Coronavirus has had a "catastrophic and potentially devastating" impact on the hospitality industry, says the Restaurant Association's chief executive.
Marisa Bidois today told the Epidemic Response Committee (Komiti Ārai Mate Urutā) that the nationwide lockdown, which began 13 days ago, had drastically affected hospitality businesses.
"While none of us know exactly how this will shakedown in the long term, it is fair
to say hospitality is in crisis," she said.
"Hundreds of jobs have already been wiped out from our sector, and thousands remain at risk: families' livelihoods will be the collateral damage of ongoing indecisiveness and lack of planning."
All hospitality venues closed as the Covid-19 alert was raised to level 4, as did all non-essential services.
"Just four weeks ago we were estimating $6 million a week was being lost by hospitality businesses as a result of the travel restrictions," Bidois said.
"A staggering loss for thousands of small business owners by anyone's measure, which is now dwarfed by our current estimate of the lockdown loss to the hospitality industry as just over a billion dollars."
The Restaurant Association of New Zealand advocates for the more than 2300 hospitality businesses who have been forced to temporarily shut and more than 69,000 employees nationwide whose work life has been paused.
"Before the current Covid-19 pandemic, the hospitality industry was growing: we employed more than 133,000 people, over 18,000 restaurants and food outlets, generating annual sales in excess of $11 billion."
But businesses were sent into a tailspin as virus-spooked shoppers frequented cafes, bars and restaurants in February, Bidois said.
They were all forced to close when level 4 took effect at 11.59pm on March 25.
• Covid19.govt.nz: The Government's official Covid-19 advisory website
Last week the Herald reported that industry experts anticipated one in every two hospitality venues in some areas may never reopen due to the lockdown and looming recession.
While the wage subsidy initially helped businesses to minimise their losses, it is no longer enough to cushion the economic blow, Bidois said.
More than half of the association's members were considering or needing to cut jobs and a fifth of members were considering shutting their doors for good, she said.
Bidois called on the Government to provide rent and lease relief to hospitality businesses.
"While many members are in discussions with their landlords regarding relief at this time, this is not always forthcoming and the ongoing cost is crippling, at a time that businesses have no access to their premises or any ability to generate an income.
"The industry desperately needs additional support from the Government in this area."
She urged the Government to immediately provide clear operations guidance for hospitality at all alert levels; to consider contactless and kerbside delivery and to amend the Ministry of Health-issued hospitality guidance.

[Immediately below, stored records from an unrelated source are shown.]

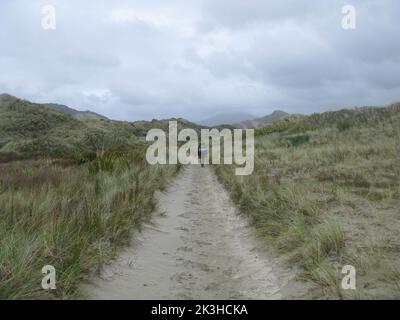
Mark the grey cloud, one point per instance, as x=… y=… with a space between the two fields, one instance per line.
x=147 y=59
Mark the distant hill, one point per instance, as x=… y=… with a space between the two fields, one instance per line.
x=262 y=121
x=29 y=130
x=80 y=115
x=225 y=119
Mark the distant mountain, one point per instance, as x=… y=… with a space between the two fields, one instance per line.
x=80 y=115
x=225 y=118
x=262 y=121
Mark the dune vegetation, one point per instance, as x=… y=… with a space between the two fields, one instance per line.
x=325 y=193
x=71 y=217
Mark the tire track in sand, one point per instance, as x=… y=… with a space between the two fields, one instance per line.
x=197 y=248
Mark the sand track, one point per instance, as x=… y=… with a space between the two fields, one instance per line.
x=198 y=247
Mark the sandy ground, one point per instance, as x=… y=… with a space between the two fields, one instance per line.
x=197 y=247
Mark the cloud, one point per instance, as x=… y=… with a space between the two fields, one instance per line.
x=150 y=59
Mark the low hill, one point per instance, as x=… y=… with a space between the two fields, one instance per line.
x=29 y=130
x=262 y=121
x=341 y=119
x=225 y=119
x=80 y=115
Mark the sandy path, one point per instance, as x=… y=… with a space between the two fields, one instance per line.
x=197 y=248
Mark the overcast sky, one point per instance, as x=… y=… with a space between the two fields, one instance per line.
x=144 y=59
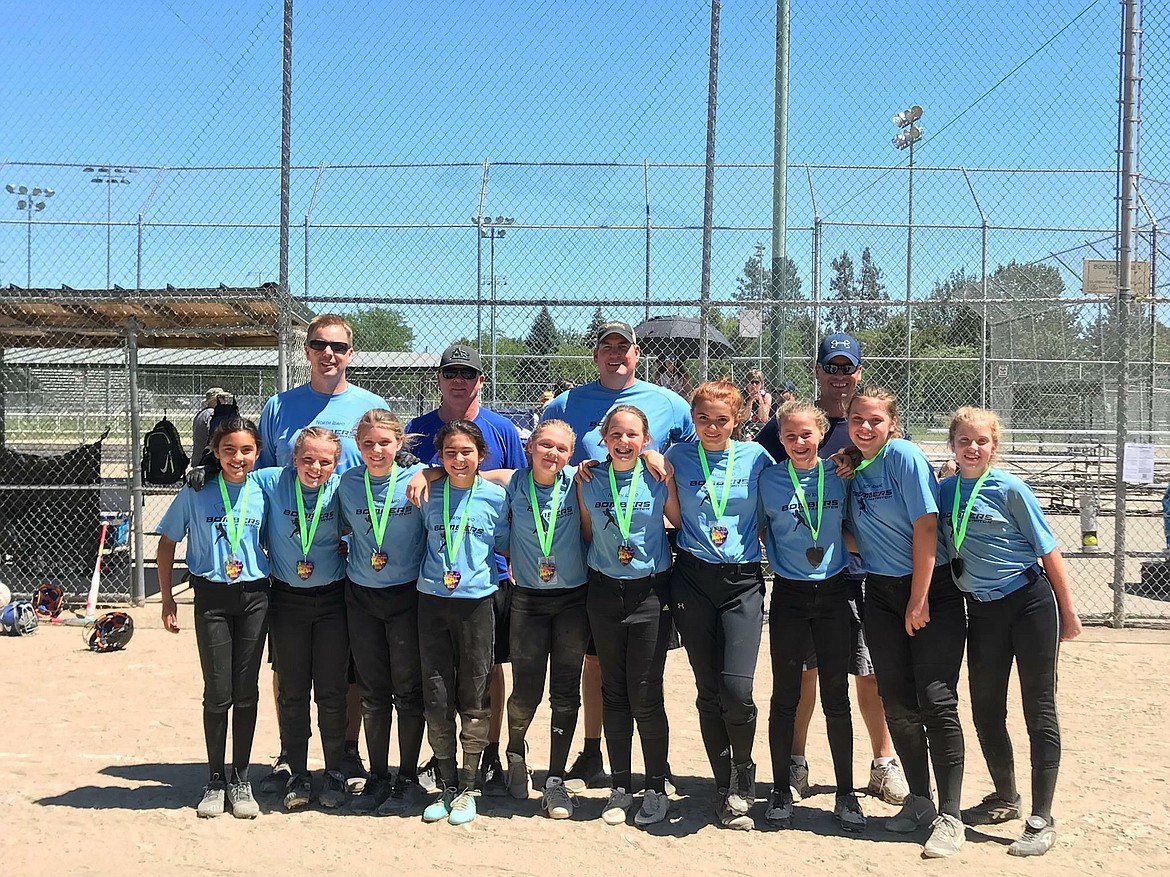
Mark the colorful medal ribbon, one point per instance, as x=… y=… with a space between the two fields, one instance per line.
x=721 y=504
x=545 y=536
x=453 y=541
x=625 y=516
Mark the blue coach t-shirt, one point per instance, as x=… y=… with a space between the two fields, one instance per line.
x=1005 y=533
x=585 y=407
x=282 y=529
x=886 y=497
x=473 y=573
x=397 y=559
x=789 y=536
x=568 y=551
x=734 y=537
x=199 y=517
x=647 y=544
x=286 y=414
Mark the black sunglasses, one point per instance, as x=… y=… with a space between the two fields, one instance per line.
x=319 y=345
x=468 y=374
x=831 y=368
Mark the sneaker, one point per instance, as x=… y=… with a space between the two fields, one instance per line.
x=888 y=782
x=798 y=780
x=376 y=792
x=356 y=775
x=493 y=779
x=557 y=801
x=991 y=810
x=334 y=791
x=1037 y=838
x=779 y=810
x=298 y=792
x=616 y=806
x=239 y=795
x=728 y=817
x=847 y=813
x=462 y=808
x=742 y=793
x=440 y=808
x=405 y=794
x=212 y=802
x=279 y=779
x=428 y=775
x=518 y=777
x=916 y=813
x=947 y=835
x=587 y=772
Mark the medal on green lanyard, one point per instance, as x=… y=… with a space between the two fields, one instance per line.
x=378 y=558
x=233 y=566
x=718 y=533
x=958 y=525
x=625 y=516
x=304 y=566
x=816 y=554
x=546 y=566
x=451 y=575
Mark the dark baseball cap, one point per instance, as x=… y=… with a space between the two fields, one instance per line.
x=460 y=354
x=839 y=344
x=616 y=327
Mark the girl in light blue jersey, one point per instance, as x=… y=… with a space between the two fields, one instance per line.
x=915 y=621
x=382 y=601
x=229 y=578
x=1017 y=612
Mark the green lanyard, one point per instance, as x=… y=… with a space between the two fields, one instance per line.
x=958 y=525
x=542 y=534
x=234 y=526
x=378 y=522
x=453 y=541
x=722 y=504
x=804 y=503
x=307 y=540
x=626 y=515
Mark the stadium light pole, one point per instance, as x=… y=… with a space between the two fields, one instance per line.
x=111 y=177
x=909 y=135
x=26 y=201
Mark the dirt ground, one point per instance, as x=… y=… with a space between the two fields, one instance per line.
x=101 y=766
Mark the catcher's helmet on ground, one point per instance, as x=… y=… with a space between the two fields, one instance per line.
x=18 y=619
x=110 y=632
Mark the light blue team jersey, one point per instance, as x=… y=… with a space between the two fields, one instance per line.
x=1005 y=533
x=397 y=560
x=199 y=518
x=585 y=407
x=473 y=573
x=789 y=536
x=886 y=497
x=286 y=414
x=734 y=537
x=282 y=529
x=647 y=532
x=568 y=551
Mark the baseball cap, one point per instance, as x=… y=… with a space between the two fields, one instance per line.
x=616 y=327
x=839 y=344
x=460 y=354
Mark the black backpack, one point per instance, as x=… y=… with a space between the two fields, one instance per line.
x=164 y=460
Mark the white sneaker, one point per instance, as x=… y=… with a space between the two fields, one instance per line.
x=616 y=807
x=947 y=835
x=654 y=808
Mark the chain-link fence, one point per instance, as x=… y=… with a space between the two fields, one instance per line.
x=958 y=263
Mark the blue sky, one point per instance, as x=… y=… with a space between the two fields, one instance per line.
x=155 y=83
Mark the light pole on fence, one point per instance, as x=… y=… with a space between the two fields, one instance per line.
x=906 y=138
x=111 y=177
x=26 y=201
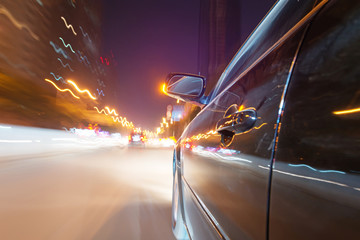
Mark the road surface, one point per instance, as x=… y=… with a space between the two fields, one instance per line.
x=106 y=193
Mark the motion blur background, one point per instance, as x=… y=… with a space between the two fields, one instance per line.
x=116 y=54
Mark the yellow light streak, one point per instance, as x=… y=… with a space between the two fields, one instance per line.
x=102 y=111
x=112 y=111
x=163 y=88
x=68 y=26
x=62 y=90
x=347 y=111
x=81 y=91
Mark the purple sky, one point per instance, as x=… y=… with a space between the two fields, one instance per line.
x=150 y=39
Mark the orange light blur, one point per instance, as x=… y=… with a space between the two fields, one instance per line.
x=81 y=91
x=112 y=111
x=347 y=111
x=102 y=111
x=68 y=26
x=62 y=90
x=163 y=87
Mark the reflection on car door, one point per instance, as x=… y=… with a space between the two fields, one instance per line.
x=230 y=183
x=315 y=191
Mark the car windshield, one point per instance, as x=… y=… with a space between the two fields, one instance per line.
x=275 y=24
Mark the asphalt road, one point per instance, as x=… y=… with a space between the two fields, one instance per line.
x=108 y=193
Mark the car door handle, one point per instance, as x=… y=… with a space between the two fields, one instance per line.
x=237 y=122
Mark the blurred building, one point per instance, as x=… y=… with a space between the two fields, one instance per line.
x=43 y=44
x=223 y=27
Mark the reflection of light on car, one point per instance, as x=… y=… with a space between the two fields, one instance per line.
x=316 y=170
x=349 y=111
x=317 y=179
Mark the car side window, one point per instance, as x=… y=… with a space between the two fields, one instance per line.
x=316 y=172
x=283 y=16
x=321 y=119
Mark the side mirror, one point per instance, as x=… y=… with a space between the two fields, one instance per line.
x=186 y=87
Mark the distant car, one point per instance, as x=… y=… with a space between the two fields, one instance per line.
x=137 y=139
x=275 y=151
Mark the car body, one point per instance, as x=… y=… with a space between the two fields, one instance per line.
x=275 y=151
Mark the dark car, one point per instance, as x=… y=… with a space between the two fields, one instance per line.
x=275 y=151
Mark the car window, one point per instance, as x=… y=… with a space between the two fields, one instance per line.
x=316 y=174
x=284 y=15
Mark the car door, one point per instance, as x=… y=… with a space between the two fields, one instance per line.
x=225 y=179
x=315 y=191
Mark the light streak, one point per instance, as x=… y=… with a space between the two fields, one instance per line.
x=19 y=66
x=66 y=65
x=86 y=35
x=15 y=141
x=17 y=24
x=72 y=3
x=101 y=83
x=68 y=26
x=163 y=88
x=100 y=92
x=112 y=111
x=316 y=179
x=66 y=45
x=59 y=50
x=81 y=91
x=62 y=90
x=102 y=111
x=57 y=78
x=349 y=111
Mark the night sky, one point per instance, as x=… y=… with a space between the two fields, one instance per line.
x=149 y=39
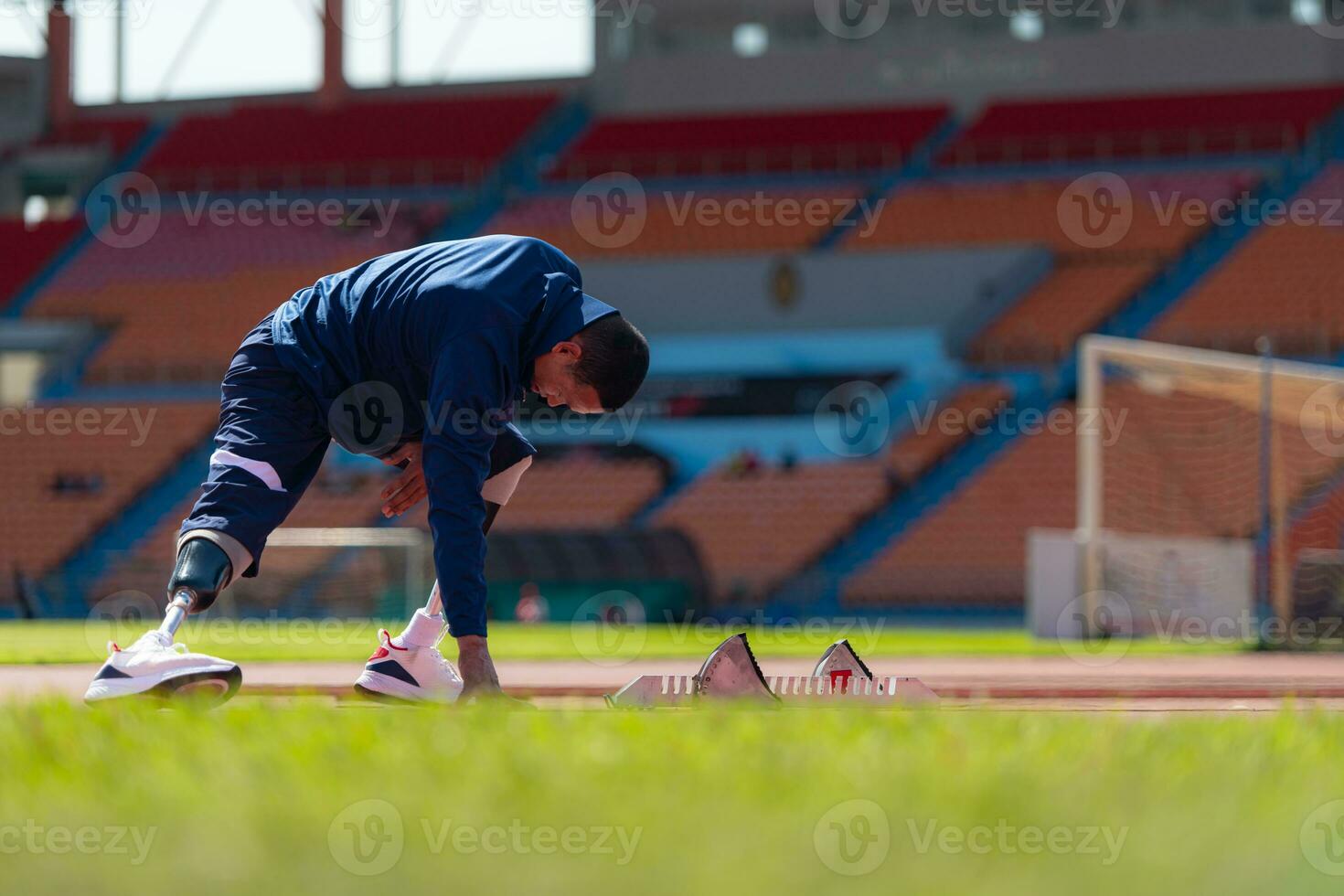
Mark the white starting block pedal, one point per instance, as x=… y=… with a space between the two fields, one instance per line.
x=731 y=673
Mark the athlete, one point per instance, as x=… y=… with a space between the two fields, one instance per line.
x=415 y=357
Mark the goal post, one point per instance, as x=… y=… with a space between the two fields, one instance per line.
x=1183 y=455
x=343 y=571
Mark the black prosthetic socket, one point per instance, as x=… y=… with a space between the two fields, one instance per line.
x=203 y=569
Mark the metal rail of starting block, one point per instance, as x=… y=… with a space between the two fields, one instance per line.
x=732 y=675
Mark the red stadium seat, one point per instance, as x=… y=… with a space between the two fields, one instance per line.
x=847 y=140
x=1151 y=126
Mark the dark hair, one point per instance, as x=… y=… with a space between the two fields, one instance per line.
x=614 y=360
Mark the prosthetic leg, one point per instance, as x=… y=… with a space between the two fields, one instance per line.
x=159 y=667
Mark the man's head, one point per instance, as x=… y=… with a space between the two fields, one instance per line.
x=600 y=368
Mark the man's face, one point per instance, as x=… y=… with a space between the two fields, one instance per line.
x=552 y=379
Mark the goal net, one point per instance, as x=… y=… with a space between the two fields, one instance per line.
x=369 y=572
x=1210 y=485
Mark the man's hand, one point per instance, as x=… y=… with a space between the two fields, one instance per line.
x=408 y=489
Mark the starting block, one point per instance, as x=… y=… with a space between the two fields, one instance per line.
x=731 y=673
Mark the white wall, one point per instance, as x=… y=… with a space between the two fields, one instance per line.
x=969 y=70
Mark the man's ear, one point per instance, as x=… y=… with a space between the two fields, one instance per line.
x=569 y=348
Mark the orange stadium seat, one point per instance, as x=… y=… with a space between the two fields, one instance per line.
x=574 y=492
x=1153 y=126
x=917 y=453
x=1075 y=298
x=1180 y=466
x=271 y=145
x=971 y=549
x=754 y=529
x=672 y=228
x=105 y=464
x=179 y=305
x=1086 y=285
x=750 y=144
x=1283 y=283
x=27 y=249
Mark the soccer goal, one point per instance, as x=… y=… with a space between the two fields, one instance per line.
x=1210 y=485
x=374 y=571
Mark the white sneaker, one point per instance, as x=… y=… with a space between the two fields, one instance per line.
x=159 y=667
x=413 y=675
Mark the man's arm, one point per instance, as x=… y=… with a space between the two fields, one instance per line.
x=466 y=391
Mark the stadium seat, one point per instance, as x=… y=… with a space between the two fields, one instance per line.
x=177 y=306
x=847 y=140
x=366 y=143
x=672 y=229
x=1283 y=283
x=975 y=404
x=757 y=528
x=1086 y=285
x=1191 y=125
x=27 y=249
x=71 y=468
x=1191 y=455
x=575 y=491
x=114 y=134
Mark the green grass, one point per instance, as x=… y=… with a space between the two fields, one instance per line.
x=266 y=798
x=351 y=641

"The most common frustration among our members has been the sheer volume of
inconsistent advice around food as an essential service, and the absence of advice of operation when alert levels change."
MBIE needed to fast track development of the guidance, which currently doesn't even exist, despite strict food safety requirements, she said.
"We also seek greater transparency and rationale on the Government's position on virus
transmission through food," she said.
"There is a growing perception that some of the food sector conditions are overly stringent, inconsistent and unfair."
The Government should also rethink the idea of a contactless food delivery programme, which would give Kiwis a sense of normalcy during the lockdown period and ease the load on overworked essential staff, Bidios said.
The Covid-19 guidelines for hospitality businesses should also be reviewed, she said.
"We would like officials to relook at the guidelines, and ensure that they better represent the diversity of the hospitality sector and how these businesses need to conduct themselves when we move between different alert levels."